Quiero agradecer al Dr. Jaime Cárdenas que, con su alta capacidad profesional y absoluta destreza en el tema, nos introdujo al campo del derecho a la  autodeterminación de los pueblos indígenas, estableciendo las razones jurídicas y sociológicas por las que es menester respetar los derechos colectivos, máxime si hoy en día los pueblos indígenas han retomado el papel protagónico que deben tener en la adopción de decisiones que hacen a la  vida y al desarrollo de los Estados.
Agradecemos a la Dra. Susanna Mancini, venida desde Italia, quien de una manera tan amena y didáctica ha  expuesto la situación del Estado autonómico italiano y las reformas federales.
Un tema de esencial importancia y que  tiene que estar presente en todos los debates que realice la Asamblea Constituyente, es el tema de equidad de género.  La Dra. Julieta Montaño Salvatierra, con sus profundos conocimientos y vasta experiencia, ha presentado a este auditorio los motivos históricos, jurídicos y sociales por los que en la Constitución debe contemplarse la igualdad de género, más aún en el siglo XXI, cuando ya no es posible concebir ningún avance en el que no esté inserta la equidad. Gracias Dra. Montaño por su incomparable participación.
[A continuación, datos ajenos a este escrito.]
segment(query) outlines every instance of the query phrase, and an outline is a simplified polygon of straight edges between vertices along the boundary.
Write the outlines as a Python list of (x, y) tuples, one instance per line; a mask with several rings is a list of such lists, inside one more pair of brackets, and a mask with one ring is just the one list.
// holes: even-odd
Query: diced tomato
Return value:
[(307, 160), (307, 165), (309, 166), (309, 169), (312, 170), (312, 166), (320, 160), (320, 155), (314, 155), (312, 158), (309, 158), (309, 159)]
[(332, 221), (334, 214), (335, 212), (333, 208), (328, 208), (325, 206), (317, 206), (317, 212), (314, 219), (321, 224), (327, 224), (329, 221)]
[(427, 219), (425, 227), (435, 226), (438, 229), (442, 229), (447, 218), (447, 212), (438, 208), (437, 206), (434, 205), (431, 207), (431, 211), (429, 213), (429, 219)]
Tengo el honor de ser, en esta especial ocasión, el portavoz de los Magistrados del Tribunal Constitucional para  dar las gracias  al Presidente y Directores del Ilustre  Colegio de Abogados de La Paz por haber tenido la gentileza de  acogernos en su edificio y ser co auspiciadores de este evento.
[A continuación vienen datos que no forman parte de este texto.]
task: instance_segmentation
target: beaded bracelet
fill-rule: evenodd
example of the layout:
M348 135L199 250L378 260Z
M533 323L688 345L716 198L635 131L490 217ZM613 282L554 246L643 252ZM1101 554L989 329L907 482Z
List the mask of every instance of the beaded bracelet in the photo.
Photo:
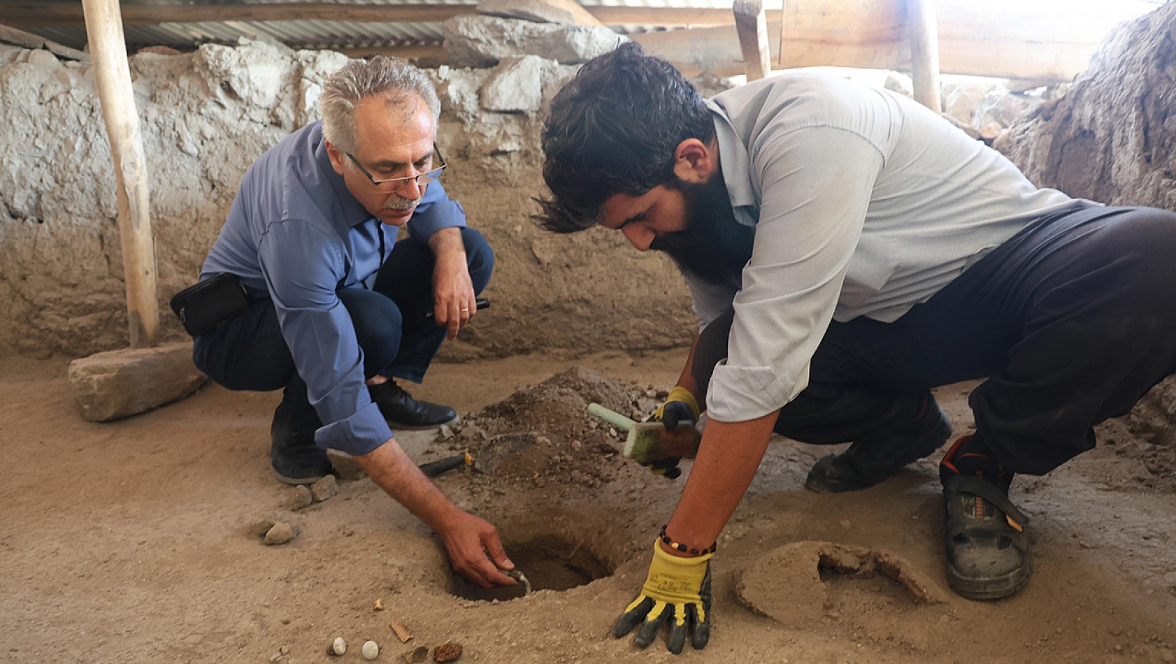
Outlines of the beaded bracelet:
M669 525L669 524L667 524L667 525ZM657 537L661 537L662 544L669 546L670 549L674 549L676 551L681 551L683 554L690 554L691 556L701 556L703 554L714 554L715 552L715 548L719 545L719 542L716 541L714 544L711 544L710 546L708 546L706 549L701 549L701 550L700 549L690 549L686 544L679 544L677 542L674 542L673 539L670 539L669 536L666 535L666 526L664 525L662 526L661 531L657 532Z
A la Embajada y Cooperación española, en especial, por su apoyo incondicional.
Gracias también al auditorio, a las autoridades judiciales, a los colegas abogados y abogadas y a los estudiantes, que  con el interés demostrado, con su activa participación y los aplausos que brindaron a  nuestros expositores, fueron los protagonistas de este evento, que ha logrado su culminación con gran éxito, lo cual sin duda alguna significa un aliciente  para que el Tribunal Constitucional continúe con su labor de  expandir la justicia constitucional, con el firme objetivo de lograr un país en el que toda persona conozca sus  deberes y sus derechos y los haga respetar,  así como  se alcance una conciencia de constitucionalidad en todos los bolivianos y bolivianas sin exclusión.
Con estas palabras doy por clausurado el IX Seminario Internacional  de Justicia Constitucional y Estado de Derecho,  referido a Asamblea Constituyente y Procesos Autonómicos.